Russian borrowers are known for chasing price and size over investor diversification and last week’s market reopener from B1/B+ rated Rusal, the world's second largest aluminium producer, demonstrated that point. The issuer printed a $600m five year note at 5.125% (expected ratings of Ba3/B+), which the leads acknowledged was a particularly tight level. But the deal underperformed on the break and is yet to recover to par.
Indeed, Polyus's own tightly priced bond from October is yet to recover to par. And it looked to be a case of history repeating itself for the Ba1/BB-/BB- company on Tuesday when it revised guidance down to 5.1%-5.25% for the six year note from 5.25%-5.5% initial price thoughts.
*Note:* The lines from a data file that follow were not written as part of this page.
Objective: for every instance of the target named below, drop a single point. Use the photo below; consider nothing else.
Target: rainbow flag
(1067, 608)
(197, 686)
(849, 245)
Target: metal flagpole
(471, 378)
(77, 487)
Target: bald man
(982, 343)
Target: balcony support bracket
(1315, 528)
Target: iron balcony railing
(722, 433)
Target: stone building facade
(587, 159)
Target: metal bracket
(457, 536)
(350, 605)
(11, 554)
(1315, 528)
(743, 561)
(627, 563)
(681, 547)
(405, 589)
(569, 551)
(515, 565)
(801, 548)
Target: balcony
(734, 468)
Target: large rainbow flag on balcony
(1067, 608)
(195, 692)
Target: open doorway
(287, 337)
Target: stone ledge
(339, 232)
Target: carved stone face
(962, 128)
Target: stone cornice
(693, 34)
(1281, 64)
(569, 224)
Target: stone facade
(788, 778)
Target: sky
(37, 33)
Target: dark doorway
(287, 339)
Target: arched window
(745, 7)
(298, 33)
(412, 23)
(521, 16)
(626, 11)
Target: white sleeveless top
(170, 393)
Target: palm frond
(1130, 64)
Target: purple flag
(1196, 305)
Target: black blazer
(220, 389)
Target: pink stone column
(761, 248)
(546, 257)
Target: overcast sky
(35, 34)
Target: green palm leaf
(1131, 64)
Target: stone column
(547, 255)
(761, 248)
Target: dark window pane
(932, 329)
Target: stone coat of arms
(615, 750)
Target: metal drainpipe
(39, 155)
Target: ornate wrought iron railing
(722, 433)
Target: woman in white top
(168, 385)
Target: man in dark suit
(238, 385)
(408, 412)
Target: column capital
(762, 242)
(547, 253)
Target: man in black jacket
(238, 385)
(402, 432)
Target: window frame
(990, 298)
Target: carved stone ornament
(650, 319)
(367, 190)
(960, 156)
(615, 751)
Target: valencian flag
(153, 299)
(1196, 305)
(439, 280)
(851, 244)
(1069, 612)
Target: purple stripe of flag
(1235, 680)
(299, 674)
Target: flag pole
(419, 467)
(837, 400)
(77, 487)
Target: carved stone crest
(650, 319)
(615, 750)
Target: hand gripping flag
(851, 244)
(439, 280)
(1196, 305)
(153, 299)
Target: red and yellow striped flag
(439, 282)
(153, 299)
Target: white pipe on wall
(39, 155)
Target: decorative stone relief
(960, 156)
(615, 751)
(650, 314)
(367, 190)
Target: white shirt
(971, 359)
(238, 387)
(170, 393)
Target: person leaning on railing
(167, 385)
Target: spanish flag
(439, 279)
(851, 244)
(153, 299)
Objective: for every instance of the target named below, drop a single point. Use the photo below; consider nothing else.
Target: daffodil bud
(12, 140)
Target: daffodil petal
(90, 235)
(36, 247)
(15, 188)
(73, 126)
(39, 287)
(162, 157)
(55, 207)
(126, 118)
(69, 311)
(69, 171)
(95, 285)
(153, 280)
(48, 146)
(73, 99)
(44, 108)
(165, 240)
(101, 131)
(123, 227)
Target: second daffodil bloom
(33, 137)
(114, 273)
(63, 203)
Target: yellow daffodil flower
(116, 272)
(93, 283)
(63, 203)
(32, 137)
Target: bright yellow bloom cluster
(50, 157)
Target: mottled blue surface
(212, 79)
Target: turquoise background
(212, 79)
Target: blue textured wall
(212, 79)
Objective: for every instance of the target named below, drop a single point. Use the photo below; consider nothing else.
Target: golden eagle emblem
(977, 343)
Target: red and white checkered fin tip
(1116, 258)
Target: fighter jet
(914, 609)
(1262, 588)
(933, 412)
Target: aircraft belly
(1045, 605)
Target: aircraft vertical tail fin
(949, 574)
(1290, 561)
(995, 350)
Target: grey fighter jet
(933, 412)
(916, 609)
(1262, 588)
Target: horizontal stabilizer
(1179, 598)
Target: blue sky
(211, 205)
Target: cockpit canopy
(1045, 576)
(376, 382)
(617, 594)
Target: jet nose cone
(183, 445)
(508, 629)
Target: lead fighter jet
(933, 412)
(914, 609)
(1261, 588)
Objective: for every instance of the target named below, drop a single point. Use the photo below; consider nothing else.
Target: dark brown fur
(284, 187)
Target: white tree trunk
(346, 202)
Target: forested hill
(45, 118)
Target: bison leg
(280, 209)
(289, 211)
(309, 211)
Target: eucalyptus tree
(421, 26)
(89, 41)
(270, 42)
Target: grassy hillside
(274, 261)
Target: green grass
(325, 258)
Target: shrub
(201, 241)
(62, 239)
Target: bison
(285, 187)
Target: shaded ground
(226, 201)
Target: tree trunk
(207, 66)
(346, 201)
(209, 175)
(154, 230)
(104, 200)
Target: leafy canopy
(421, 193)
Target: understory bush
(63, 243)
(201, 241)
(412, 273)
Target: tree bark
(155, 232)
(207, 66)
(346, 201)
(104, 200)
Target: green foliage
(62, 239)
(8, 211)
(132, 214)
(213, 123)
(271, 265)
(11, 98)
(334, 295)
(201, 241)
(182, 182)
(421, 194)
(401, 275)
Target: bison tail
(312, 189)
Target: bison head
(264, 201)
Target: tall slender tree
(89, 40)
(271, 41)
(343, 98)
But instead of printing at the tight end, the issuer opted to take $800m at the wider end of guidance.
“Our objective with guidance was to offer the issuer the choice between a smaller deal at the tight end, or a larger deal at the wider, but still ambitious and comfortable price,” said Dmitry Gladkov, head of DCM at Renaissance Capital. “That was the rationale.”
This conundrum was quickly answered by drop outs from the order book. Orders of $1.7bn at initial price thoughts, fell to $1.3bn by the guidance stage.
“We had plenty of push-back and the book dropped considerably when we tightened,” said another banker on the trade. “We needed to make a judgement call — do we go for the tighter price, or the bigger size, and provide secondary market liquidity?”
An investor watching the trade said the strategy was a strange one.
“Under normal circumstances the guidance would imply pricing of 5.1%,” he said. “There must have been some big investor who pushed them to pay up.”
“It used to be a good company but now the leverage has gone up,” he said. “It is a better equity story.”
The 5.25% landing point was still deemed tight by analysts and the leads said no new issue concession was paid. Polyus Gold has outstanding 2020s which were quoted at 240bp over mid-swaps and 2022s which were 300bp over on Tuesday.
Russian investors took 57%, Continental Europe 13%, UK 12%, US 9%, and Swiss 9%. Asset managers and funds accounted for 39%, banks and private banks accounted for 61%.